At the rear, the Defender had just dispatched a rampaging goblin with his sword when he felt a strange rumbling shake the bridge from side to side. And it wasn’t just the vibrations passing through his body; it was a sound, so deep it was almost too low to hear, undulating like music. He steadied himself on the side of the bridge and saw that the Vikings who were being carried downstream amid the wreckage of their boats, were singing. Not the same strange tune he had heard before, but a throbbing powerful bass note that made the water around them bubble and froth like it was coming to the boil.

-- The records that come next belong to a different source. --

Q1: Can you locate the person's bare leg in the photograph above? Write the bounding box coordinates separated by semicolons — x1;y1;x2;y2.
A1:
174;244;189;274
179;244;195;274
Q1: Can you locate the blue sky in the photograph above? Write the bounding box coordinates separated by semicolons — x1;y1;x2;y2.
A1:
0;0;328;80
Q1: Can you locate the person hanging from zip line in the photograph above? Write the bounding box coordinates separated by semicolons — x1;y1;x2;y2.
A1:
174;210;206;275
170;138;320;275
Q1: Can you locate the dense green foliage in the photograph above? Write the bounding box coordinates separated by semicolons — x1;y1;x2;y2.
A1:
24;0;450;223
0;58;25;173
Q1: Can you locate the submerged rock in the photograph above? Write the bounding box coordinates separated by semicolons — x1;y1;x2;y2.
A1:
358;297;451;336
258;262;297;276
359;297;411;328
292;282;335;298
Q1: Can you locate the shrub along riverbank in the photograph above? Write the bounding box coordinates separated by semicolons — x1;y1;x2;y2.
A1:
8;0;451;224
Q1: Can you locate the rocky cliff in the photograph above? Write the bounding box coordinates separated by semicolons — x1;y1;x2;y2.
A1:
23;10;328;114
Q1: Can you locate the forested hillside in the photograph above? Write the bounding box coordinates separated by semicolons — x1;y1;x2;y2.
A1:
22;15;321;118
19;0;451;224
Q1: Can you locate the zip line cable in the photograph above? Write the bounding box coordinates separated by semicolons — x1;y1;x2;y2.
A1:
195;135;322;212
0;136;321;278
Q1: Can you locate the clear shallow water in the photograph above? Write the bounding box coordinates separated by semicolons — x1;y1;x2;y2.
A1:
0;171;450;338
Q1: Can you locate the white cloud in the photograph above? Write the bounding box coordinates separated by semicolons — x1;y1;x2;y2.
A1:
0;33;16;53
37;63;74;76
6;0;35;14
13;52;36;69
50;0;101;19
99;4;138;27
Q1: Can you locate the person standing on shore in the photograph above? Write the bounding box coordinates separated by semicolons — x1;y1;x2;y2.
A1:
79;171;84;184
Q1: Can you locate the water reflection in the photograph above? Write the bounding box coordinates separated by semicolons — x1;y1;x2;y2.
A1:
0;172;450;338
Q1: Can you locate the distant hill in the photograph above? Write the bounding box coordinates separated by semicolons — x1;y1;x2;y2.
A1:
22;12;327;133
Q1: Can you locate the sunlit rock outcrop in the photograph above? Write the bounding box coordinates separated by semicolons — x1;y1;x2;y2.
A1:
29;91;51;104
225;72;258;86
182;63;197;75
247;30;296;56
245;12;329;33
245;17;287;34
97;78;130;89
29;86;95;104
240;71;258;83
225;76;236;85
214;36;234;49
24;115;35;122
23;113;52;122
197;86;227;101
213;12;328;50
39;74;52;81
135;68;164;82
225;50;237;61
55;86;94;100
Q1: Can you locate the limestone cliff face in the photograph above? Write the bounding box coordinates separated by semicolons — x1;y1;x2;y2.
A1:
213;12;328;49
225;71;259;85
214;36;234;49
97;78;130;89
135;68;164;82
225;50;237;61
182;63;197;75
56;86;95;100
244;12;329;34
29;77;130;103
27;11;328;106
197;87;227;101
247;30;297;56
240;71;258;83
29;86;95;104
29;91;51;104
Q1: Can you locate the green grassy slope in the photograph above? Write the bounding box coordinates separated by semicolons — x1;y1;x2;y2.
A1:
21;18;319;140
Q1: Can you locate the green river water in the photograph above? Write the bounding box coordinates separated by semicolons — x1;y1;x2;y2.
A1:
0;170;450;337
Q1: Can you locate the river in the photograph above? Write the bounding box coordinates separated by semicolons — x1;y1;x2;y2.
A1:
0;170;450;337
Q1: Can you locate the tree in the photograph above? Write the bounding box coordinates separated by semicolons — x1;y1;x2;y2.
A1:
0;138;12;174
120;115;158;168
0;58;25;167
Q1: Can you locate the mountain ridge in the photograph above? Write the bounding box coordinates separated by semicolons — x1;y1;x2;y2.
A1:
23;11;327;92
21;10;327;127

Suddenly a huge grey hand the size of a car shot from beneath the river and thumped down right next to him. The Defender staggered back and watched incredulously as a giant heaved himself on to the bridge. It was Guthrum, transformed into a truly mammoth form, a hundred feet tall. Black veins ran through his vast, bulging muscles. Huge dead eyes blinked down at the Defender from behind swaying ropes of red hair. Had LC been there, he might have explained to Alfie that he should feel honoured – each undead Viking Lord can only adopt its mega-berserker form once in its existence and will only choose to do so when faced with the most formidable enemy. As it was, Alfie was too busy figuring out how to stay alive for the next five seconds to feel very much aside from armour-wetting terror.
“NÚ SKALTU DEYJA, RIDDARINN INN LITILL!”* bellowed the gargantuan Guthrum, spitting foam over the Defender and hefting his equally enormous axe.

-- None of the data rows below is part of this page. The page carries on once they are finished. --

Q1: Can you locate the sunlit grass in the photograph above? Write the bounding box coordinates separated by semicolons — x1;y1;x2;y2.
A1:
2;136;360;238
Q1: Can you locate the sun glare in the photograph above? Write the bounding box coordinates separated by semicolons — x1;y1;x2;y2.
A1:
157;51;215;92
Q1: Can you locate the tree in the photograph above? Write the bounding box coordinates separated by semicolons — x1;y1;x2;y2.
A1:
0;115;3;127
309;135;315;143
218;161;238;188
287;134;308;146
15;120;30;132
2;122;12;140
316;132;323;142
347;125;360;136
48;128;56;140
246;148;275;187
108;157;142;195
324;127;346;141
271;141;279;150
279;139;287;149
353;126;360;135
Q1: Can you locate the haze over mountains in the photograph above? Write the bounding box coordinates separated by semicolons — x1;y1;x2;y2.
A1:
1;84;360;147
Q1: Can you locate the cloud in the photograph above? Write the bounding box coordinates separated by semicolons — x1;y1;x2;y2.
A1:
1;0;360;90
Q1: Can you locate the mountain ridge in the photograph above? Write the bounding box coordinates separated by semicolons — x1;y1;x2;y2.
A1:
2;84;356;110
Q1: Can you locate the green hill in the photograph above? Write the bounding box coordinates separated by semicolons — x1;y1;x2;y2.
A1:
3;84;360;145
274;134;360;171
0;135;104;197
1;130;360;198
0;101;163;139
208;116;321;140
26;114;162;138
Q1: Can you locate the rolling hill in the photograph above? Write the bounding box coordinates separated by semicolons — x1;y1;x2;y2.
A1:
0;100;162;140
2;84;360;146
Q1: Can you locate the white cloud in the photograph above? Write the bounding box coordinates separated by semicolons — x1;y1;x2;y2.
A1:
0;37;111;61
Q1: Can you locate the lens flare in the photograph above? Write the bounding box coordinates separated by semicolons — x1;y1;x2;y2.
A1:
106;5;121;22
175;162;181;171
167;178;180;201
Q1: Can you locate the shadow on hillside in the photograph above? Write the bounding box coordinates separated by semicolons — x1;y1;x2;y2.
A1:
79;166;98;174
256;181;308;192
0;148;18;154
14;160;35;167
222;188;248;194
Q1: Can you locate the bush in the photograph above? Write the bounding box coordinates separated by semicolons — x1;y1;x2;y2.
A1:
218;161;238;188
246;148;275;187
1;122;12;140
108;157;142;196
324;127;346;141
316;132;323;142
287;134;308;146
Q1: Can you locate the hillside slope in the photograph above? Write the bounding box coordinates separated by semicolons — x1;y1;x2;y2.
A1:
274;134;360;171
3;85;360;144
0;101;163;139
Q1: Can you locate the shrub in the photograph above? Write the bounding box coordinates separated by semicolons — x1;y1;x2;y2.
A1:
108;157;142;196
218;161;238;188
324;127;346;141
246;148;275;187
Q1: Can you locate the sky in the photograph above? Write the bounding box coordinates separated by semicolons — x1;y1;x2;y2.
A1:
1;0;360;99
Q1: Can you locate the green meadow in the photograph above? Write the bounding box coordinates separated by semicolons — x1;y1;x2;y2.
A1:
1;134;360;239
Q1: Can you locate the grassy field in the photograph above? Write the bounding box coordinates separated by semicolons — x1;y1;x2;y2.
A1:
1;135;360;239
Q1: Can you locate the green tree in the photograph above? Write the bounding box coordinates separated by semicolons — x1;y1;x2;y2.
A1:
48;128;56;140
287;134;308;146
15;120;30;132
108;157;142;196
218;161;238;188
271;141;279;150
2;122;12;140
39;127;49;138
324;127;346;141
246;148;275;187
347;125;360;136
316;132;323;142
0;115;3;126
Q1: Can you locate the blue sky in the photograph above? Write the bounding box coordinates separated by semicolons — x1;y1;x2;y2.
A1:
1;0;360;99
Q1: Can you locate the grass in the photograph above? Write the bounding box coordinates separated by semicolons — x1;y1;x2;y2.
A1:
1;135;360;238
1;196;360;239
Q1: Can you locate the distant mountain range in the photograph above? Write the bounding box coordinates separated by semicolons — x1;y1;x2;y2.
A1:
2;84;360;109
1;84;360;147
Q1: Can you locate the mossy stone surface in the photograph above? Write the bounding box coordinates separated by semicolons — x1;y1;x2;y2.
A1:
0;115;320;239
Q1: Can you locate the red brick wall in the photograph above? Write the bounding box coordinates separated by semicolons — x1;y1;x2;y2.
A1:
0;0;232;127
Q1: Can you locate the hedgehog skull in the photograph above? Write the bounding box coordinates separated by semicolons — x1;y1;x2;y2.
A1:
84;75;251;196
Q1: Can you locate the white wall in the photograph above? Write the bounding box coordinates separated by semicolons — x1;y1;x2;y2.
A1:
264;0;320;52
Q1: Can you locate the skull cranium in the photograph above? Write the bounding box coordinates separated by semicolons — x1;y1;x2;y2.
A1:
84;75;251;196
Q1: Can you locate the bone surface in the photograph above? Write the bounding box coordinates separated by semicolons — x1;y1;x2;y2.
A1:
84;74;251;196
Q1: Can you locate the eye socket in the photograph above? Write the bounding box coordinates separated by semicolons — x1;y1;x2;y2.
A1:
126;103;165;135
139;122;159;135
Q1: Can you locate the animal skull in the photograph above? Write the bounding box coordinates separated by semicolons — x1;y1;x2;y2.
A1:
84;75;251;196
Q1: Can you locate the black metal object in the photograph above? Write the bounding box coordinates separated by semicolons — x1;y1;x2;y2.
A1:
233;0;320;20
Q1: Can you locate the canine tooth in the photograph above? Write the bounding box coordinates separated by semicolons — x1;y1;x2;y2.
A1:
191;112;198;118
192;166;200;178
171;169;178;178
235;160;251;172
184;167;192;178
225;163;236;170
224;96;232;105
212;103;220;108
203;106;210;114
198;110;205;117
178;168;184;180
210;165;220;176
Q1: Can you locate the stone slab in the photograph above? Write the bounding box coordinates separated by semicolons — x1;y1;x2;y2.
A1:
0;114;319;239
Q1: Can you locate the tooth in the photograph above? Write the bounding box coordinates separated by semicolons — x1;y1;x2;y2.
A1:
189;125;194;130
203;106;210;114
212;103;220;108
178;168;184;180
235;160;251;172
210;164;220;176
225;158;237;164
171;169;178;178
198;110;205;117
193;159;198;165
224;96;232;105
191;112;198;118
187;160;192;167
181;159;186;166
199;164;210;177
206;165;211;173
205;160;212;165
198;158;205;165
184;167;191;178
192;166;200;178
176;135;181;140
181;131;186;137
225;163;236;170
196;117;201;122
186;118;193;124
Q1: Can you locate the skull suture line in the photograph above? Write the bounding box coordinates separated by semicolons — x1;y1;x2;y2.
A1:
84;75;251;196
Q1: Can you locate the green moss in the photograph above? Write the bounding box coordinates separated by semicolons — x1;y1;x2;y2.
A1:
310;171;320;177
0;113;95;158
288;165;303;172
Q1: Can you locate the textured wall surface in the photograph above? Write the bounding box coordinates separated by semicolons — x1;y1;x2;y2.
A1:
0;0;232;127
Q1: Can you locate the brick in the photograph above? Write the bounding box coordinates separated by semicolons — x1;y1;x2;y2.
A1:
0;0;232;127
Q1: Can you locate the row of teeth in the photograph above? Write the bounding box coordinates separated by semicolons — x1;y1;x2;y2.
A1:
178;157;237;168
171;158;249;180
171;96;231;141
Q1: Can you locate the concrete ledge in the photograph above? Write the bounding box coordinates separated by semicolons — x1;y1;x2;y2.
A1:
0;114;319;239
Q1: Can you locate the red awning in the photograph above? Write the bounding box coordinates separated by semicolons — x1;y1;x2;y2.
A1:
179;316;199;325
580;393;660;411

Clearly Guthrum had not taken the destruction of his fleet very well, thought Alfie. A Viking underling suddenly clambered up on to the bridge and ran over to Guthrum, seemingly concerned about something.
“En Lock hefr sagt at hann skyldi ei at skaða! Hann vil fá honum kvika!”* he calle
d up to his master.
Whatever he said, Guthrum didn’t want to hear it. He swatted the Viking away with the back of his hand, flinging him back into the river. Alfie summoned Wyvern and hovered up to the giant’s eye level. There was no outrunning him this time – he would have to deal with Guthrum once and for all.

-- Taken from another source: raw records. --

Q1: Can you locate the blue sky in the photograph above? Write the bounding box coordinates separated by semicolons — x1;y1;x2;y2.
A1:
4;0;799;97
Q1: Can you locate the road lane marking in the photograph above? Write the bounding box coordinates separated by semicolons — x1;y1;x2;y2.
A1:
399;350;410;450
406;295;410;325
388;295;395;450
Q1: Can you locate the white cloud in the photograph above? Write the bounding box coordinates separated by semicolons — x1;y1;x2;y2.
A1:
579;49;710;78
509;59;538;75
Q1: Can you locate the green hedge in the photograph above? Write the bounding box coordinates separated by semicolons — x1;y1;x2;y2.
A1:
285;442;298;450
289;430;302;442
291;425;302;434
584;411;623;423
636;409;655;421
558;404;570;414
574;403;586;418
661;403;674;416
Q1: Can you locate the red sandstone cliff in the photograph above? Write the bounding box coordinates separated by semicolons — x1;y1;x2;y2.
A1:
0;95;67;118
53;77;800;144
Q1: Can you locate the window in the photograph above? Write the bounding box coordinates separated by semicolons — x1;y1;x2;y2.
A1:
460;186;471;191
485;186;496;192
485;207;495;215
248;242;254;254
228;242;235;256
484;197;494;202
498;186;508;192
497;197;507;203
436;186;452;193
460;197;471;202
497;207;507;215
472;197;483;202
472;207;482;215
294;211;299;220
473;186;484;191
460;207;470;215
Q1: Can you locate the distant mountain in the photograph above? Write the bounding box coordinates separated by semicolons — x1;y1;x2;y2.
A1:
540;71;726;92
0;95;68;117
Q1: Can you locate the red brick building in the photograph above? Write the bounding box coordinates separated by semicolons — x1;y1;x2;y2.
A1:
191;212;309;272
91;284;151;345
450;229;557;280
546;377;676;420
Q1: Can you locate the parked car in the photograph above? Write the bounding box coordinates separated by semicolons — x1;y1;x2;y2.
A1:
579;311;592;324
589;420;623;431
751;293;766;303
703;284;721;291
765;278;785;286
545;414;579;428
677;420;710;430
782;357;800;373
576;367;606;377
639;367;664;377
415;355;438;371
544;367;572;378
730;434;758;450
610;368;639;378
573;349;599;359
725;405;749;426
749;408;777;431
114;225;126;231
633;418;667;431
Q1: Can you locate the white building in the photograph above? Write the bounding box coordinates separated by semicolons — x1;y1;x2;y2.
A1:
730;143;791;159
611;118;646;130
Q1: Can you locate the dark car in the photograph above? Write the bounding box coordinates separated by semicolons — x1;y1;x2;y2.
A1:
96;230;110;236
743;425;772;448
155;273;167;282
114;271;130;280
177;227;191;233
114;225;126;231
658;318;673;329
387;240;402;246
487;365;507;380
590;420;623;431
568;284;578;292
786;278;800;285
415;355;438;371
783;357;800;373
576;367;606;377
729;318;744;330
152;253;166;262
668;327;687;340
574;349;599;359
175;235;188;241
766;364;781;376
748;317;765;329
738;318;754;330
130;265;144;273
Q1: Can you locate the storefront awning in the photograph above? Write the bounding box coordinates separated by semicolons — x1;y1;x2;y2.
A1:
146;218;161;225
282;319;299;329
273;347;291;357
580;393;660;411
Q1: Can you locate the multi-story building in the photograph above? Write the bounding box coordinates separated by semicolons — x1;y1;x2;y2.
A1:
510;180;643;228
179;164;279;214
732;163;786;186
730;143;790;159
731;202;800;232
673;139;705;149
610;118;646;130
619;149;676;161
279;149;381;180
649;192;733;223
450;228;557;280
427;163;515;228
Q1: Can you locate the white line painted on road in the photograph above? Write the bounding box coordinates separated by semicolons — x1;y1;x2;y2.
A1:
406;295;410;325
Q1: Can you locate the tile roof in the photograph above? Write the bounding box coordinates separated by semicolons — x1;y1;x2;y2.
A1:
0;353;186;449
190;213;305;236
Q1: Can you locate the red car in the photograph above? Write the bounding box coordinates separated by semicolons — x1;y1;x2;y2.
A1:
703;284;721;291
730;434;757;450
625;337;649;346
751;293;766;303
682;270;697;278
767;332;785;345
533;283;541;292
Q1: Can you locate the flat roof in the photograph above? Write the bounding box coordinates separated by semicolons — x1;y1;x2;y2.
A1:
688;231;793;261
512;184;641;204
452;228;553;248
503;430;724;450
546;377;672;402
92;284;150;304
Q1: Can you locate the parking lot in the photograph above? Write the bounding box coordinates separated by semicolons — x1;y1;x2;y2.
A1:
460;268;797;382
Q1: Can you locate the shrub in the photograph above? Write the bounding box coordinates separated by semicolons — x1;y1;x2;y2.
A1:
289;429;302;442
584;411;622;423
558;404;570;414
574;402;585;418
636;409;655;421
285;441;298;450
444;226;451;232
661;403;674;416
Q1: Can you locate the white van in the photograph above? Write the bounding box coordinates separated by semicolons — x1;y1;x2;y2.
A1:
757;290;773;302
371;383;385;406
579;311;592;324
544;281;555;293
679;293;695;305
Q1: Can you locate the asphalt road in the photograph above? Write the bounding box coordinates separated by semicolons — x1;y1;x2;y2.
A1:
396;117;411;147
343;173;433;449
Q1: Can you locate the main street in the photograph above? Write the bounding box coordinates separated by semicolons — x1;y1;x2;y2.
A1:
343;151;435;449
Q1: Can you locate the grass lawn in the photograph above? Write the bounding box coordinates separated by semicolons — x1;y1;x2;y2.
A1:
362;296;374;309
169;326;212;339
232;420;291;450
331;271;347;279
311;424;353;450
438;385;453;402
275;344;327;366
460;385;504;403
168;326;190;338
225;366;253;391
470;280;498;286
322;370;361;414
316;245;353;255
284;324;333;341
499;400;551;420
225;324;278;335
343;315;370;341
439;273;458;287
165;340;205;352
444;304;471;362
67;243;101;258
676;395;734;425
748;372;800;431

“The last time you picked a fight with a king it didn’t go so well, remember?” he said.
Guthrum’s eyes flared with rage and he launched himself at the Defender, swinging his axe. Wyvern dodged the blows like a fly avoiding a swatter, each impact of the Viking’s blade shaking the bridge so much Alfie thought it could collapse at any moment. He readied his sword to strike back, but Guthrum was in a full berserker fury, spinning and swiping with such speed that he couldn’t deliver a clean thrust. Severed steel suspension chains whipped past the Defender like demented snakes, threatening to unseat him. Alfie held out his ring finger and commanded a chain to wrap itself round Guthrum’s axe-arm, which slowed him down long enough for Alfie to look around and figure out a plan. While Guthrum struggled to pull the chain from its mooring, the Defender flew to the centre of the bridge, hovering between the South and North Towers. At the far end of the bridge, Hayley had spotted what was happening and was rounding up Qilin and Holgatroll, who were mopping up the last of the remaining monsters, to come to the Defender’s aid. But seeing them approach, Alfie signalled for them to stay back.
“What’s he up to?” asked Tony.
“He’s handling it.” Hayley smiled.
Guthrum swung his axe, removing the top half of the South Tower in a shower of glass and masonry, clearing the way for him to make a grab for the Defender. Alfie held tight as Wyvern looped-the-loop round the giant’s arm. Somehow she understood what Alfie had planned, the telepathic bond between rider and horse in full flow. The upper walkway, now untethered at one end, groaned as it fell past them, crashing on to the bridge below. Alfie knew he needed Guthrum to come closer for his idea to work. Close enough to kill Alfie if it went wrong.